Pup turned 3 a little over a week ago, and I’ve been savoring all the snuggles and kisses and “hold me”s I can.  He’s been crawling into my lap and just asking me to hold him lately.  Savoring it while I can — along with his chubby wrists and dimpled knuckles — while he’s still the baby of the family.

5.

Cub turned 5 a few days ago.  And the one thing I want to remember is this:

I had a sharp disagreement with one of my parents while they were visiting this week.  Feeling sick and nauseous compounded my emotions.  I went to my room in tears.

A few moments later, I heard little feet outside my door and Cub walked in, climbed into my bed, hugged me, and told me, “I love you, umma.”

Then he quietly walked back out and closed the door after him.

I was touched by his boyish thoughtfulness, showing me love and then giving me space to work out my emotions (like he often needs for himself).  I believe God used it to soften my heart in a heated moment.  It could definitely use more softening and humbling, but God was kind to use love — and not a rod.

Focus.

It’d been a rough week with Cub, and I felt like I had been talking to him all week about foolish decisions, the way of fools, everything fool related.

So this morning, I pulled him onto my lap and began to tell him also of the beautiful things I saw in his life.  Wise decisions he had made, kindness, thoughtfulness, his love for music and beauty.

And looking into my eyes, he smiled, and said,

“I want to touch your eyeballs.”

#fourgoingonfive

Equal at the foot of the Cross.

Yesterday, Cub pointed out my sin to me. For the first time. Unprompted.

I’d confessed sin against him before, but this was the first time he pointed it out to me before I confessed it.  And he did it so sweetly: “Umma, you sinned against God and against me when you screamed at me to clean up the shapes.”

Dang. He was right.  (And thankfully, he brought it up a little after the event, so I had time to cool down.)

So I had to ask him for forgiveness on the spot and pray for God’s forgiveness, too.

I’m sure I won’t always feel this way when my son unearths my sin, but at that moment, by God’s grace, I felt a sense of the beauty of the gospel.  A gospel where a son can humbly point out his umma’s sin and they can approach the cross together, confessing sin and rejoicing in God’s grace for sinners together.

A missionary mother.

From Susanna Wesley, as quoted  by Dorothy Patterson in “The High Calling of Wife & Mother in Biblical Perspective,” Recovering Biblical Manhood & Womanhood:

No one can, without renouncing the world, in the most literal sense, observe my method; and there are few, if any, that would entirely devote above twenty years of the prime of life in hopes to save the souls of their children, which they think may be saved without so much ado; for that was my principal intention, however unskillfully and unsuccessfully managed.

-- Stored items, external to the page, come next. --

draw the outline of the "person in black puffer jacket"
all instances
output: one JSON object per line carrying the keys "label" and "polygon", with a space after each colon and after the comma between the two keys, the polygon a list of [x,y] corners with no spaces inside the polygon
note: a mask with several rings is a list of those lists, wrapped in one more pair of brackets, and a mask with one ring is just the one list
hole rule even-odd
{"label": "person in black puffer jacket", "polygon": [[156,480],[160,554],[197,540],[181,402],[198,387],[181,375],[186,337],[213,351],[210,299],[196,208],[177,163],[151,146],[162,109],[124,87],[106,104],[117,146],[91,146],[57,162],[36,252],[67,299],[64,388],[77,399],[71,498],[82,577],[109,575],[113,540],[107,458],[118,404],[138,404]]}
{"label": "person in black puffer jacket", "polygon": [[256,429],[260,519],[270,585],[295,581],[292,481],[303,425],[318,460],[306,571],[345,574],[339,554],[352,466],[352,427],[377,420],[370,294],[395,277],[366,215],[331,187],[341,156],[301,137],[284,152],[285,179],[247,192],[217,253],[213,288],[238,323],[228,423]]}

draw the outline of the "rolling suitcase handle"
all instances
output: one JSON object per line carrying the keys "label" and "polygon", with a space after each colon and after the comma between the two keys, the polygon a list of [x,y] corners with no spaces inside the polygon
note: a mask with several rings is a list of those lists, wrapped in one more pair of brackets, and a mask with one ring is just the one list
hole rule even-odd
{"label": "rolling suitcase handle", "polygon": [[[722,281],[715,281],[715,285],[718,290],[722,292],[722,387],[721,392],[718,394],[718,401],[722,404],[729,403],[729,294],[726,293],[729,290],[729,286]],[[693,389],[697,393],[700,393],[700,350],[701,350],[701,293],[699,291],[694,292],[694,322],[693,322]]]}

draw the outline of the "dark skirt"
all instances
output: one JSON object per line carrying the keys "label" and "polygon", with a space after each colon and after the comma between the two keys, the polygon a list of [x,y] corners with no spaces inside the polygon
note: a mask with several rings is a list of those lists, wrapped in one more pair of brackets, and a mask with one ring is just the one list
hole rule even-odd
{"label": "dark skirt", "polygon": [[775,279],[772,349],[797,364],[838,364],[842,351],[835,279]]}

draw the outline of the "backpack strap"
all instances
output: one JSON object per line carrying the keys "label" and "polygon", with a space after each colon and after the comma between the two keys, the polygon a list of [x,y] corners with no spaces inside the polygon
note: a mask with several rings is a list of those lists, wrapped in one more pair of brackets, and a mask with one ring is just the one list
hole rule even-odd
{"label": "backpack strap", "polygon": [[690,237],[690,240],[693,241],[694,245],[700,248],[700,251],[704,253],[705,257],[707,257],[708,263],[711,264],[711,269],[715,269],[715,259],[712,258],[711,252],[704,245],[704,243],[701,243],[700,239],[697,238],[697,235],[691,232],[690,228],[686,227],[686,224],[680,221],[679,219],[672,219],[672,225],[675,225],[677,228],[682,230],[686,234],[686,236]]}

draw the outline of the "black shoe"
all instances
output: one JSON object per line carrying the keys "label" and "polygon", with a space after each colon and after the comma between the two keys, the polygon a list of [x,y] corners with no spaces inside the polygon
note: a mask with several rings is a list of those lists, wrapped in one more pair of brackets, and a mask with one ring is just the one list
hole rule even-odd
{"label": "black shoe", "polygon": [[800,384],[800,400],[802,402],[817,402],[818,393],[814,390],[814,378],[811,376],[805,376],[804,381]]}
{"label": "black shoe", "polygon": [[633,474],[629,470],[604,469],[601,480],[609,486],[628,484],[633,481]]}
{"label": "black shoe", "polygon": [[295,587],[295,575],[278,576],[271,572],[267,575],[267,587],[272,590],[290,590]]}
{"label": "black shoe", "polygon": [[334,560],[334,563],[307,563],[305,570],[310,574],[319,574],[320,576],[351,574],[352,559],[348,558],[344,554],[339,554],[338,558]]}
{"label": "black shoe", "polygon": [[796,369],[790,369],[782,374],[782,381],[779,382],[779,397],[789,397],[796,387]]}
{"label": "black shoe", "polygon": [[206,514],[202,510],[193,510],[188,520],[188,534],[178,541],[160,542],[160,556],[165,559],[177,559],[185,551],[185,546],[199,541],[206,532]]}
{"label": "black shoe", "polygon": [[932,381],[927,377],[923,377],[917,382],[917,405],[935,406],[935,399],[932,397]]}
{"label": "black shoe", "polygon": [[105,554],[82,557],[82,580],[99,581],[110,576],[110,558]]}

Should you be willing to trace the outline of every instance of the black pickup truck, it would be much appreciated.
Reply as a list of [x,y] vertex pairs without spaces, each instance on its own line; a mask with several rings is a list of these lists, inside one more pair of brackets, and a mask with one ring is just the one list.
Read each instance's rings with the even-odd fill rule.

To renounce the world. To devote the prime of life to save the souls of my children.  To spend my energies there.  Not for myself but for them.  And not for them but for Him.

That is my prayer.

Love protects.

Cub and I were walking to the store today on a busy street, cars zipping by.  And I put him on the inner half of the sidewalk so I’d be closer to the cars.  In the past, I had explained to him that umma and appa walk on the outside closer to the cars to protect him because we love him.

As I did that, he said to me, “Umma, when I become a man, I’m going to walk on the outside and you’re going to walk on the inside.”

“Aww, you’re going to protect umma?”

“Yes.” And he pulled his shoulders back and walked a little straighter. “See, I’m almost a man.”

A praying mother.

The impression that a praying mother leaves upon her children is life-long. Perhaps when you are dead and gone your prayer will be answered.